Imagine a well-telegraphed large option seller is quoting an option worth $3.

A leading market maker quotes $2.80-$3.00, hoping to buy it for $2.90 if the seller offers mid-market. The seller will be happy with an optically good fill especially considering the size.

This type of thing happens all the time because other market makers will join the market and often not “cut it” if it’s a large order. This is completely reasonable — $2.90 is the price that may balance the capacity of the risk-capital to take down the trade.

There are a few dynamics to note:

  1. A price often “finds” the same equilibrium in a non-collusive arrangement that is similar to what a collusive price would have yielded. This is because all the market-makers who are capable of pricing tight enough to compete for the order have all similarly pattern-matched that this is a seller and likely all roughly agree on fair value. If they create a bidding war, it is likely that they will still get a similar split as everyone else raises their bid but they’ll all just get a worse price. The logic comes from them having played the tit-for-tat game. Of course, the dynamics ebb and flow as different traders might revolve through the seats but given enough time in the chair, they will come to similar conclusions.
  2. The market makers’ pricing depends on competitive dynamics. If one of the other bidders is a “flipper” type instead of a “warehouser”, they might be inclined to sell at $2.95 to lock in a profit even though the option is worth $3. This makes walking the option market back up to offer above fair value difficult. And since trades like this happen “by appointment”, these small differences can really ruin the exit if the market is framed too cheaply when the original client comes back to roll or close.

As you get into less liquid names (say outside of ETFs, indices and more into individual names), this is a much larger part of the game. The idea of “flippers” vs “warehousers” is alive and well in the market-maker landscape. The traders reading this know exactly what type of firm they work for, whether pricing or speed is their edge, and the p/l shapes they crave. By extrapolating from their own approach and what markets are suited for it, they can back into knowing who the players are in other names.

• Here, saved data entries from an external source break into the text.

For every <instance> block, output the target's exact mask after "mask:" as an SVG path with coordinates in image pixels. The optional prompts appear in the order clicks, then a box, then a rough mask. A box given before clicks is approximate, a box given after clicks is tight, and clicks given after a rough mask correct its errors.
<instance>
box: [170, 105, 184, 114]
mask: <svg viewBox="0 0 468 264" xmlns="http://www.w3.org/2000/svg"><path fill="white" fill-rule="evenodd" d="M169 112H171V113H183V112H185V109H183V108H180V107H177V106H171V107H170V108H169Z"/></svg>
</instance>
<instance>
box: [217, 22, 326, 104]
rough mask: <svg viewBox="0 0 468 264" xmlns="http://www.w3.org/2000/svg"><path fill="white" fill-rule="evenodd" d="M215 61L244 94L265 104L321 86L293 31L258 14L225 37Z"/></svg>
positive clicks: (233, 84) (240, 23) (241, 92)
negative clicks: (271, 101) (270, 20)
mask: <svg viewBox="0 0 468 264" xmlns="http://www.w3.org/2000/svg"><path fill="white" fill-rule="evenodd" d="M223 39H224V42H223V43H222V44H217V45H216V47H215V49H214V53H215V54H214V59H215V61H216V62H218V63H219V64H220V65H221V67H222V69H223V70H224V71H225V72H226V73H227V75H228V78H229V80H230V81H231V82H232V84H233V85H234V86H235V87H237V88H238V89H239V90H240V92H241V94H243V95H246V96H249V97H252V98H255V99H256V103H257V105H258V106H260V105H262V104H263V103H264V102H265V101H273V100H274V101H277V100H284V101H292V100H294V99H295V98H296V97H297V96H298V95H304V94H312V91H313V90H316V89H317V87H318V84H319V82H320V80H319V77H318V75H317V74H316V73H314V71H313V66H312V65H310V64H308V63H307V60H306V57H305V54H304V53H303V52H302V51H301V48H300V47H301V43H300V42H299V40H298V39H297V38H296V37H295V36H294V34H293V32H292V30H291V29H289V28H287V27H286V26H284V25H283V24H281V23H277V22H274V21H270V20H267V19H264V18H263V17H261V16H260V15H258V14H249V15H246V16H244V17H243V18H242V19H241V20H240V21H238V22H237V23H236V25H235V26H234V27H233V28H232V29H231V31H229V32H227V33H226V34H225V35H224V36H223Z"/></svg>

[If You Make Money Every Day, You’re Not Maximizing was inspired by my experience with this back in my days of trading gasoline and heating oil options. The capitalization of the other market makers played a role in how to trade it because I’d often end up with a position I wanted but it was also held by a trader who was more of a flipper than a warehouser. There were times when I’d anonymously use a broker to pay up a little to take their position from them. It cost me a little bit and rewarded them with an easy profit but they weren’t going away. On balance, I didn’t want their skittish pricing to anchor the market for larger size.]